Electricity meter changes cause problems and complaints

29 October 2018

The failure of some retailers to adapt to a new electricity metering regime inconvenienced consumers and caused a significant increase in cases received by the Energy & Water Ombudsman SA last financial year.

Total cases received rose 17% to 10,325, after four successive years of falls.

Energy & Water Ombudsman Sandy Canale says the increase was primarily linked to the introduction of “metering contestability”, which saw retailers take over responsibility for new and replacement meters from distributors.

The change took effect on 1 December 2017 and 704 metering contestability-related cases were received in the first seven months, contributing to a 22% increase in total cases for the second half of the financial year.

“The metering change was known and planned for, but the challenge – and frustration, it has to be said – lay in delivery of what was promised,” Mr Canale says in the Energy & Water Ombudsman SA Annual Report for 2017-18.

“By January 2018, it was already apparent that some Members were unprepared to meet the demands and service requests of customers and as a result we have seen an increase in case volumes in this Office for the first time since 2012-13.”

Mr Canale says the inability of some retailers to meet demand had affected how all retailers were viewed by consumers.

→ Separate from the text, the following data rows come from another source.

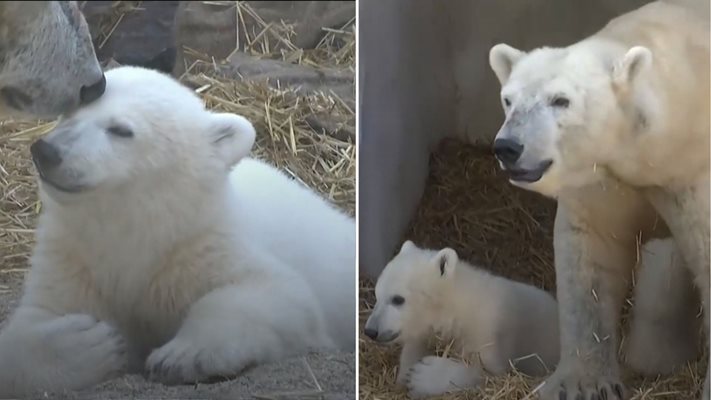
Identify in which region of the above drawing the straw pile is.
[359,141,705,400]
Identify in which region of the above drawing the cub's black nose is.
[79,74,106,105]
[494,139,523,165]
[30,139,62,168]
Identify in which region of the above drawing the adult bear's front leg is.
[540,198,636,400]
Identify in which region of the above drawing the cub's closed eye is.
[106,126,133,138]
[551,97,570,108]
[390,295,405,306]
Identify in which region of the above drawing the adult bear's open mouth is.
[506,160,553,183]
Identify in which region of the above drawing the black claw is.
[600,388,608,400]
[612,383,623,400]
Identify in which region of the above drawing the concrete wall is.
[358,0,660,278]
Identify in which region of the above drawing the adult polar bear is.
[0,67,355,397]
[0,1,105,118]
[490,0,709,400]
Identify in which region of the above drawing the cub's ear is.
[432,247,459,278]
[207,113,256,166]
[612,46,653,86]
[400,240,417,253]
[489,43,526,85]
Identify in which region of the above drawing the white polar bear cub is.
[0,67,355,397]
[364,240,559,397]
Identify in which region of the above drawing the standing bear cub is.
[0,67,355,397]
[364,240,558,397]
[489,0,711,400]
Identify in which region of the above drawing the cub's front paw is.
[146,338,251,385]
[37,314,128,384]
[539,366,626,400]
[406,356,483,399]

“Difficulties in meeting these requirements meant significant and unnecessary hardships for many, especially for those planning to move into new homes and business locations who found themselves blindsided and without connections for months,” he says.

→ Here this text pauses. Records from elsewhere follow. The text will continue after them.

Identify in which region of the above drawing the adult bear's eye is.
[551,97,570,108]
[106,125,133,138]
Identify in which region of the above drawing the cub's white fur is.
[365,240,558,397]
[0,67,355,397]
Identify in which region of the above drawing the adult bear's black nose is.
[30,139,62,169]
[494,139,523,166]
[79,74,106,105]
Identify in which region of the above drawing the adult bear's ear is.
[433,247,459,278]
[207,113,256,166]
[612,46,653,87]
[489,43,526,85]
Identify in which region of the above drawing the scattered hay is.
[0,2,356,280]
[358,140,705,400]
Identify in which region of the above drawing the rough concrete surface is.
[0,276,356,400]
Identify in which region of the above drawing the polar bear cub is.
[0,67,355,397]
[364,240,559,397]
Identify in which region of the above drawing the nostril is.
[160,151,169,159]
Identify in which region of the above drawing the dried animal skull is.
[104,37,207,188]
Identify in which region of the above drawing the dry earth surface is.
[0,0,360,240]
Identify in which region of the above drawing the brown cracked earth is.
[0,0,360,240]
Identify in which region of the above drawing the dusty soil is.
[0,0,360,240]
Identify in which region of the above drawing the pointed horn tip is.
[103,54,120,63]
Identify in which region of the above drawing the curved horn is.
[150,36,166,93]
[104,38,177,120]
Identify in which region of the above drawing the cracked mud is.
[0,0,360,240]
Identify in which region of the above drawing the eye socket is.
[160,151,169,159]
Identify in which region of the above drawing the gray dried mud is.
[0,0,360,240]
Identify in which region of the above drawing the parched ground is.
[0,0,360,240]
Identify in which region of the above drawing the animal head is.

“Some customers also found themselves unable to move into new homes, with the attendant financial costs that occur in those situations.”

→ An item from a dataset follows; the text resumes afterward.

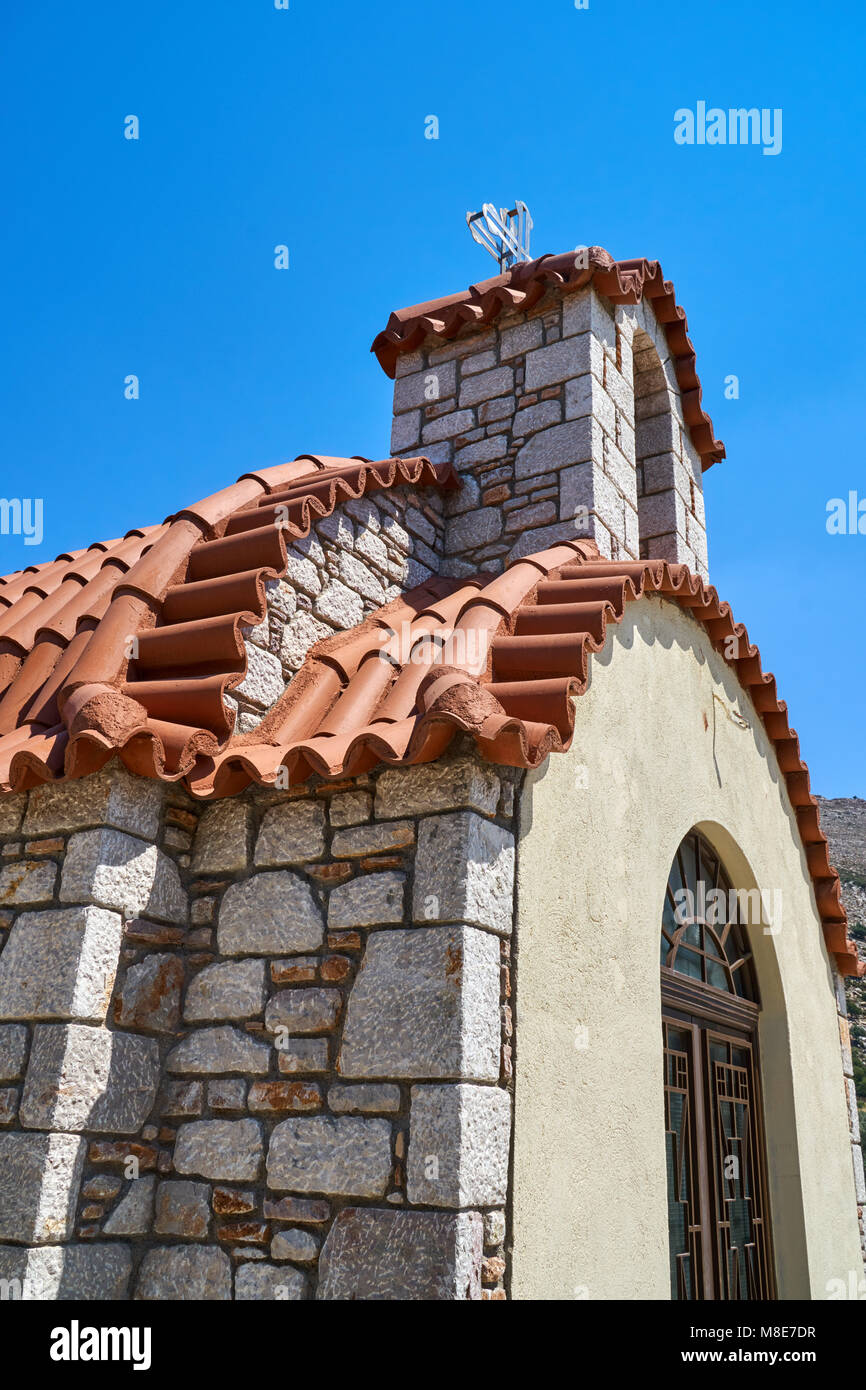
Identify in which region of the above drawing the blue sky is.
[0,0,866,796]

About 1.1 million electricity meters are installed in South Australia, with a minimum of 53,000 needing to be installed or replaced each year.

Electricity issues made up 81% of all cases received by the Ombudsman’s Office during the year (up 9%), gas issues 14% (down 6%), and water issues 5% (down 2%).

As in previous years, the main cause of complaints was billing (4,016 cases), followed by service provision (1,369) and credit management (1,086). However, there was a 25% decrease in credit management and financial hardship cases during the year, including disconnections.

Supply quality cases fell 50% compared with the previous year, but mainly due to a correction. The 2016-17 figures were inflated by a range of cases about that year’s state-wide blackouts.

The Energy & Water Ombudsman SA was established following the privatisation of South Australia’s electricity industry in 1999. A licence condition was imposed on all providers to participate in an independent scheme to ensure fair practice and effective dispute resolution.

The scheme’s members include all electricity and gas distribution, transmission and retail entities and water and sewerage service providers. In 2017-18 there were 29 electricity members, 10 gas members and eight water members.

MEDIA NOTE: Since September the metering situation has improved with three of the larger retailers entering into performance agreements with the SA Government setting time frames for meter provision performance and penalties for noncompliance. The Australian Energy Market Commission has also proposed rule changes that will provide greater certainty around metering provision.